Date: 25th October 2019
Rachel Bawden, research associate from the University of Edinburgh
While Machine Translation (MT) has traditionally been performed on individual sentences, there has been a growing interest in recent years to exploit context outside of the sentence to improve translation quality. Such context can be found within the text itself (preceding and following sentences) or be information concerning the text’s production (speaker information, topic of discussion, scenario, etc.). This information can be important, if not necessary, for a variety of cases, such as discourse-level, including lexical cohesion and referential phenomena.

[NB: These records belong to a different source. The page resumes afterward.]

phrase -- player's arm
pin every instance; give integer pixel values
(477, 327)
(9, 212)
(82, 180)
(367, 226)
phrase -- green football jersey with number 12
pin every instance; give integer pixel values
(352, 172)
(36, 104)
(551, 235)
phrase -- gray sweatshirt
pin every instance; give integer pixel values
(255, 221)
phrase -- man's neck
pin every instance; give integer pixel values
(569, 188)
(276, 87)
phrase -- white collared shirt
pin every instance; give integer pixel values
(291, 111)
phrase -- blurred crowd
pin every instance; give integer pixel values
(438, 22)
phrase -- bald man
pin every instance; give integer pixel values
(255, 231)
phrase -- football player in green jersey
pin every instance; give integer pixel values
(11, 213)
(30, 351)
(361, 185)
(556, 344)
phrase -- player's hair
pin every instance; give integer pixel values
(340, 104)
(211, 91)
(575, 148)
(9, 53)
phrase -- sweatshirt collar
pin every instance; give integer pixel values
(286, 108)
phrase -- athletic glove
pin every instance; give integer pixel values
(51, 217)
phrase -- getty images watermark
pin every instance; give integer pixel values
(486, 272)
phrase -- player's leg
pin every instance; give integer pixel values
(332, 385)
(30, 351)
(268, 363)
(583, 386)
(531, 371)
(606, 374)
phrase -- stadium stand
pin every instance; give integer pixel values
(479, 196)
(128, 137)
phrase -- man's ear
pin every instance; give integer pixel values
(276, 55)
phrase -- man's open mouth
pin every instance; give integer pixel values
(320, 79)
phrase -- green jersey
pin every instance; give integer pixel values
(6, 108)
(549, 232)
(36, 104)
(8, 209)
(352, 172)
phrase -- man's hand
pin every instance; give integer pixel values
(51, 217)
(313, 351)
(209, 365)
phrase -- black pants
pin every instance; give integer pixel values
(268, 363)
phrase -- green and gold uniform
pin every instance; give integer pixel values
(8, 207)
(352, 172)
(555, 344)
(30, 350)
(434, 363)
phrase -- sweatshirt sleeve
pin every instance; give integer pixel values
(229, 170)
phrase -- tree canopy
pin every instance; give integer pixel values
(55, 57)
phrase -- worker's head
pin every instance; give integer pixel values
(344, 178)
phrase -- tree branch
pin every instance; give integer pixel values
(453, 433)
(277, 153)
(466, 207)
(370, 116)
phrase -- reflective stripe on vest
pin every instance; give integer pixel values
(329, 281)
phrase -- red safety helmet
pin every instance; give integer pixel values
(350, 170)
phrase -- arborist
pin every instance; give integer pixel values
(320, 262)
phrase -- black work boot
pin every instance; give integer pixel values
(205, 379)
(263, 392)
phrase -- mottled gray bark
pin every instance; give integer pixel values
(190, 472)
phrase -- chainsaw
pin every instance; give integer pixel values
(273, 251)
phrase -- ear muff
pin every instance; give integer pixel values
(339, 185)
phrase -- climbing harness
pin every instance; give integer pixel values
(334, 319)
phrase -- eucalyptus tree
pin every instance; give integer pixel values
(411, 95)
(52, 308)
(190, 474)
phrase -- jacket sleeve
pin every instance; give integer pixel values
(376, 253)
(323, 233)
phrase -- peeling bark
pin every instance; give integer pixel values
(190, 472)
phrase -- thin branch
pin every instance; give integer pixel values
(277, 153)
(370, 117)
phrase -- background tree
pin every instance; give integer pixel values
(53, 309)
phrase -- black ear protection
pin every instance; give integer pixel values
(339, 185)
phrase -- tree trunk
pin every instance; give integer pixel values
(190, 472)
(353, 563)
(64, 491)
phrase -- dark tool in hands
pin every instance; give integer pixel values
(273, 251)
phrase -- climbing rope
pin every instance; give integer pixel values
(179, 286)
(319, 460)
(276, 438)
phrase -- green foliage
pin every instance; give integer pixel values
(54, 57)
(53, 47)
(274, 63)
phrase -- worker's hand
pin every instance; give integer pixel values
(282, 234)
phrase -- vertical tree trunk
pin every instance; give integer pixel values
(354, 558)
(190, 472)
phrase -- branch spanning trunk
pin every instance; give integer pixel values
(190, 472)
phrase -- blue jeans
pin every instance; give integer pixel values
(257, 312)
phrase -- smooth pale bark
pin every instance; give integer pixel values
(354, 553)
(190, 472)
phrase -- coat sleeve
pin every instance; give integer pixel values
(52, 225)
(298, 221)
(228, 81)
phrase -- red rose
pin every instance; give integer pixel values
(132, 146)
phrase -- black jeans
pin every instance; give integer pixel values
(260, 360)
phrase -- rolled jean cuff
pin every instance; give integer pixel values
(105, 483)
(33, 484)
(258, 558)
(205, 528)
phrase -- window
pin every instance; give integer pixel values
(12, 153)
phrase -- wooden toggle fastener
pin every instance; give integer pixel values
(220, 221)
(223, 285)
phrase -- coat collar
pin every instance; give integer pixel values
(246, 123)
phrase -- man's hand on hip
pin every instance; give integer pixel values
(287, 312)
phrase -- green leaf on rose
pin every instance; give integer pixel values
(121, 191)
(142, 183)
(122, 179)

This talk will focus on work carried out during my PhD on contextual MT and more especially on how to adapt evaluation strategies to take into account the type of phenomena likely to be improved by the addition of context. I will present a new open-source parallel dataset of English-French bilingual MT-mediated written dialogues, complete with context and meta-data concerning the speakers and topic. The dataset was designed with three main aims in mind: (i) an analysis set for the future study of the interaction between humans and MT, (ii) a test set of spontaneous dialogues for future contextual MT models and (iii) a way of collecting human evaluation judgements of MT quality for existing MT models. On this third point, I will be presenting preliminary results for the comparison of the two MT models used to produce the dataset, one non-contextual MT model and a lightly contextual MT model, showing that the types of errors differ and that this method of collecting human evaluation judgments is viable.